Second in a series of thoughts about looking ahead.
What’s your recruiting goal, the minimum annual number of new members (youth and adult) to maintain your unit?
Our Troop has hovered around thirty to thirty five Scouts for many years now. We maintain an active contingent of five or six uniformed adult leaders (ones that we usually see at a Troop meeting) and four or five core committee members.
We need to recruit about five to ten new Scouts every year to maintain the Troop over time. “Five to stay alive” is our watchword. Several Scouts reach their eighteenth birthday and ‘age out’ each year. We tend to loose about two or three out of ten Scouts within the first year. Once beyond the first year we loose very few.
We devote a great deal of energy to recruiting every year. One assistant Scoutmaster is charged with actively communicating with two or three local Cub Packs and tending a very active Den Chief program.

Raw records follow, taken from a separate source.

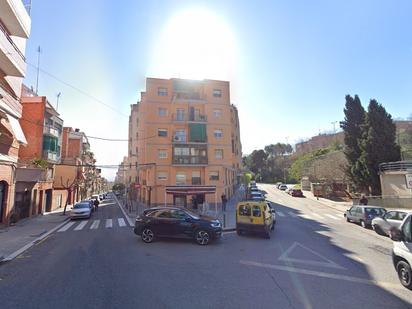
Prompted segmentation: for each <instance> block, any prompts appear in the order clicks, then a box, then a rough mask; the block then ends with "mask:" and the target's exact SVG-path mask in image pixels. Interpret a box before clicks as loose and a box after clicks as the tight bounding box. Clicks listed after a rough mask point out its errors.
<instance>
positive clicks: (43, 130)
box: [43, 126, 60, 138]
mask: <svg viewBox="0 0 412 309" xmlns="http://www.w3.org/2000/svg"><path fill="white" fill-rule="evenodd" d="M43 134H47V135H51V136H54V137H57V138H58V137H59V135H60V134H59V131H58V130H57V129H55V128H53V127H48V126H45V127H43Z"/></svg>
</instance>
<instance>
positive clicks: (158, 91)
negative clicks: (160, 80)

We need to add one new actively dedicated adult every year or two. Our typical adult leader tenure is about five years. Many have stayed involved past their son’s years with us, some for ten or twenty years. These adults than must be trained and nurtured towards developing skills, rewarded for service and kept engaged with relevant work.
Particulars are not so important as the concept that we are continuously thinking and acting to keep the Troop on an even keel.
Slipping membership, like dehydration, is hard to correct once it becomes noticeable. Most sources advise that we drink a given amount of water over the course of an active day to remain hydrated. Membership is a similar ongoing concern; if it becomes a real problem resolution is much harder, if not impossible.